Vengo a pedir el libro de reclamaciones, ese en el que poner una queja contra todo aquel que me dijo que mi vida cambiaría al convertirme en madre. Sí, no es que hayan mentido, sino que se quedaron cortos en sus advertencias. Quiero simplemente solicitar que para la próxima sean más meticulosos con sus palabras, y cuando hablen de cambios, lo hagan en serio y no así… en general.
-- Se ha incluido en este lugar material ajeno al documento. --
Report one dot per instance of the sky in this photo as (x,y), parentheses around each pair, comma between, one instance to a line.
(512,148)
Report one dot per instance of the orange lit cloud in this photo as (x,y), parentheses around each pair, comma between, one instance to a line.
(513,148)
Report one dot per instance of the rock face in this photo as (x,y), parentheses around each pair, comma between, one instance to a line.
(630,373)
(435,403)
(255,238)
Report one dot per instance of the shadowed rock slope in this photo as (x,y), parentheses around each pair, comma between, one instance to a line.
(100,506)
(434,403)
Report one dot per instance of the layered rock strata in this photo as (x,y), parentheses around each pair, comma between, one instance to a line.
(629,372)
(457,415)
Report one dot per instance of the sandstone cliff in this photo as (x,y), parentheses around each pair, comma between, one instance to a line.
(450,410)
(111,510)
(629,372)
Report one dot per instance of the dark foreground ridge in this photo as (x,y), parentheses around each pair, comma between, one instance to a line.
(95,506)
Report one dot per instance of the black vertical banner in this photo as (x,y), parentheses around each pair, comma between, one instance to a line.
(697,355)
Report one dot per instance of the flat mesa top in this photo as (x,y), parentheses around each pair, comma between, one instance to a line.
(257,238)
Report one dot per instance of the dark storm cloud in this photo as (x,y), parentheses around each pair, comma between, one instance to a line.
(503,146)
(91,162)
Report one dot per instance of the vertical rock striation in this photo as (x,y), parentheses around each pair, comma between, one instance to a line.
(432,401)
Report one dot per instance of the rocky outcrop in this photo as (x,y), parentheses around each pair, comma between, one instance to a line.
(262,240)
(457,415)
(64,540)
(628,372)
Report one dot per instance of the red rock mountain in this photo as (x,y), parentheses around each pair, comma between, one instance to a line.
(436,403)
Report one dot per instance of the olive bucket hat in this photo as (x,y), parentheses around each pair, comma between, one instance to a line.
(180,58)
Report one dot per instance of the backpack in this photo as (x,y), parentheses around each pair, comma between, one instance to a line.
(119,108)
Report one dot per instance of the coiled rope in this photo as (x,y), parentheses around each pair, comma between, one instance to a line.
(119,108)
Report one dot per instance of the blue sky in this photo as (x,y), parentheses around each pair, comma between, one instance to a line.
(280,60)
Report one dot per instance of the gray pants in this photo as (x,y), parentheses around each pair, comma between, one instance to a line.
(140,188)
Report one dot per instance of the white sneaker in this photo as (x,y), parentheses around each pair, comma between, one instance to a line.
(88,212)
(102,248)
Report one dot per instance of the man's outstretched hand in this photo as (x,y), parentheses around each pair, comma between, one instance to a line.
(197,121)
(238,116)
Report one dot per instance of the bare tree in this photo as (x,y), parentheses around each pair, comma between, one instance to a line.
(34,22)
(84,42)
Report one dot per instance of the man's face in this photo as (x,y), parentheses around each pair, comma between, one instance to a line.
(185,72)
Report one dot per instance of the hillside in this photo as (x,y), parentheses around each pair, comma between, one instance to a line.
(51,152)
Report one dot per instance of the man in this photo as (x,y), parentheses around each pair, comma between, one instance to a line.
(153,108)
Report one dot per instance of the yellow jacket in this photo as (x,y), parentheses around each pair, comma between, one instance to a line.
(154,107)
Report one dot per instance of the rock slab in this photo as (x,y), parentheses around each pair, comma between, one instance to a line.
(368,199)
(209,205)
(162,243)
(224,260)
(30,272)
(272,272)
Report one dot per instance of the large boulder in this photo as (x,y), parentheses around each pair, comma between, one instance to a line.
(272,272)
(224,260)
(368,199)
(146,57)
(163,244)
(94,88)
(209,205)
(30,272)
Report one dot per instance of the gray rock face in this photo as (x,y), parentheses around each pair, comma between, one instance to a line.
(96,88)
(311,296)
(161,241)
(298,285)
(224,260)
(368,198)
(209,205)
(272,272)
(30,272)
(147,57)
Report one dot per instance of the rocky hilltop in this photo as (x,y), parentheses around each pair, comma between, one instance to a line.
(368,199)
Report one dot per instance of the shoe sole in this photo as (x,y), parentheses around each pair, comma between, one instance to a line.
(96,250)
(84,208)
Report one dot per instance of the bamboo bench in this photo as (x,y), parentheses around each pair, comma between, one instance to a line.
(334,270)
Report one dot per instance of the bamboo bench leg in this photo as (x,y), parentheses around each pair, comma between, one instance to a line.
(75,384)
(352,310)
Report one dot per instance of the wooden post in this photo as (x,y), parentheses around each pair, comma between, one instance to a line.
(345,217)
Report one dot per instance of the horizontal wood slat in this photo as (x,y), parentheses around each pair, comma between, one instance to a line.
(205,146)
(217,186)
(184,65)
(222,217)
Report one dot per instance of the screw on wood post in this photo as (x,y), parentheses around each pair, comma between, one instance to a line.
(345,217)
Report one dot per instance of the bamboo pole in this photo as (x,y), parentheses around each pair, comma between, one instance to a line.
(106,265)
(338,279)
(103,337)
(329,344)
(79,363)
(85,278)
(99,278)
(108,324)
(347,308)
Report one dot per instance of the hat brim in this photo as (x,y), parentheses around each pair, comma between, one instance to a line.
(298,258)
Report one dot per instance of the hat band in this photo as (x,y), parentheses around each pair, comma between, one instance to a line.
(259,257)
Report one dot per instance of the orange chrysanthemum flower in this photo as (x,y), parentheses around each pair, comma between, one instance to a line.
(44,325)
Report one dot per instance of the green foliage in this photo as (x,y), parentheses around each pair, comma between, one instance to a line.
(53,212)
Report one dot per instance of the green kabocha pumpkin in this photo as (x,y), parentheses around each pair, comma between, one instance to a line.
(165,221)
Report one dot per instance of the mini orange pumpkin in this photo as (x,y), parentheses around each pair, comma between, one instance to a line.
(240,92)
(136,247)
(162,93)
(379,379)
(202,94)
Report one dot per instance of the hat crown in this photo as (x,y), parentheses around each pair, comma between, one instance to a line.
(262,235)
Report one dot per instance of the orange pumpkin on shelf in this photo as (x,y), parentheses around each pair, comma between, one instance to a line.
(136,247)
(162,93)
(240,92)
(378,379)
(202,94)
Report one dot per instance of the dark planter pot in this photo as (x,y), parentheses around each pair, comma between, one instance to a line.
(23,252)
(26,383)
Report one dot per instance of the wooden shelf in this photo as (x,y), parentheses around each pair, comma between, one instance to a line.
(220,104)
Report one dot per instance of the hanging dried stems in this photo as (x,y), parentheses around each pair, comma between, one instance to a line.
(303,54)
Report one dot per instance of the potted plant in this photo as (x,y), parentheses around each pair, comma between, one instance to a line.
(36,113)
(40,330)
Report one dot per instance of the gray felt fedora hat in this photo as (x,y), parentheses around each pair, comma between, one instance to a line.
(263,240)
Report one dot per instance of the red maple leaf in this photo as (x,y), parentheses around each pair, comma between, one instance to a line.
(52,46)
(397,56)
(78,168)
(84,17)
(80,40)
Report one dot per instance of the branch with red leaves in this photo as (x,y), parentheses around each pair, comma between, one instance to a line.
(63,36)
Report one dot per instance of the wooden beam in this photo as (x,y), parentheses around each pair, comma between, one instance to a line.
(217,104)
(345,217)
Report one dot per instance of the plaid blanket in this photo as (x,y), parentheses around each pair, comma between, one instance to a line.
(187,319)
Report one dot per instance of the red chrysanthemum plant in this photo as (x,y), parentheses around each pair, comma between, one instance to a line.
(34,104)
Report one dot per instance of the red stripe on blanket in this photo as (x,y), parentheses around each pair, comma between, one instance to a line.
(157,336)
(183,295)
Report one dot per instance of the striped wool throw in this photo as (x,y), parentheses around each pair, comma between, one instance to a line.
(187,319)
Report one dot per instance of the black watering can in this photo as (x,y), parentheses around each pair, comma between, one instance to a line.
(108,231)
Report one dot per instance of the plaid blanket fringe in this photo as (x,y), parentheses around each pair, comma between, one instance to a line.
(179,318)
Pues si he llegado a este punto es más que nada porque dándole vueltas a la cabeza (que últimamente le doy más que la niña del Exorcista) he concluido en que de 24 horas que tiene el día, mi vida no es la misma mínimo 23 horas y media. Y espero que no se me malinterprete, que muchas de las alteraciones han sido para mejor. Pero las cosas si se hacen, ¡se hacen bien! Que cuando alguien se te acerca y te dice “¡Ay! ¡Cómo os va a cambiar la vida este bebé!” parece que se refiere a que en lugar de dos, seréis tres (que es muy obvio, pero es que la gente es muy de soltar tonterías), y no en que tooooda tu rutina diaria va a dar un giro de 180º y ya tú te las apañes para hacerte a la idea.

Amanecer

Si antes me levantaba, me duchaba y salía de casa con el tiempo más que suficiente para tomarme un café, ahora… pues ya no. He aprendido a poner el despertador treinta minutos antes para, atención, poder ir al baño a gusto y mientras la casa está en silencio (lo que comúnmente se conoce como “cagar en paz”). ¡Pero es que ya no solo eso! Sino que mi cuerpo agradece tanto esos minutos en el trono, que despierto cada día sin necesidad de que la alarma suelte ni un solo tono. Soy como una X-Woman del WC.

Salir de casa

Yo era de esas que cerraba la puerta y tenía que volver a abrir porque me dejaba la cabeza dentro. Digamos que el ser madre me ha regalado el don de la memoria ninja, y ahora soy capaz de recorrer toda la vivienda camino de la salida guardando en mil bolsas el arsenal necesario para salir de casa con un churumbel. En el baño las toallitas, en su cuarto los chupetes, y algún juguete por si acaso, y meto más pañales, y una muda no se vaya a manchar… Que llegas al ascensor que parece que te vas quince días a las Bahamas de vacaciones, y no dos horas al parque de la esquina.

Viajar en autobús

Si no eres mucho de usar el transporte público, no lo entenderás, pero los viajes en autocar con una silla de bebé son lo más intrépido que hay. Y si encima te toca el conductor graciosillo de turno, ya ni te cuento. Nueve de la mañana, hora punta. Llega el coche a la parada y ves que, ¡ops! Este chófer solo ha abierto una puerta delantera (por ahí mi silla no entra) así que das por hecho que accederás por atrás y pagarás una vez te sitúes. Cuando consigues aupar el carrito descubres (sin sorpresas) que la zona para sillas está ocupada y que pocos tienen a bien dejarte un hueco. A todo esto, el bus se pone en marcha y tú te ves agarrada al manillar de la silla, sin frenos, y en medio del habitáculo. Una vez colocada y asegurada, te acercas veloz al conductor para pagarle el billete, y su única respuesta después de haber visto todos los malabares por el retrovisor es “mire señora, la próxima vez entra usted por delante como todo el mundo, ¿me oye?”. Gracias, muy amable. El espectáculo ha sido gratis.

Comer

Esa hermosa y placentera costumbre que tenemos, y de la que muchos disfrutamos. Y no, no es que haya dejado de comer, pero sí que aprendido a hacerlo con una sola mano mientras la otra atiende a mil trozos de comida catapultados desde una trona, o a un vaso de leche que se vuelca “sin querer”. Las comidas han dejado de ser en muchos casos momentos de distensión y charla, para simplemente ser la situación para ingerir alimentos. Y ya no hablemos de la posterior limpieza de cocina, he valorado muy seriamente comprar una gallina para mantener el suelo impoluto, que yo ya no doy más con las sentadillas.

¡Ey! Pero dicen que poco a poco se vuelve a la normalidad. Dicen, además, que según crece el retoño la vida que teníamos como adultos asentados se retoma. Que ya no te caes en el autobús, que vuelves a comer a gusto y a cagar en soledad sin madrugones. ¡Y menos mal!… ¿o no?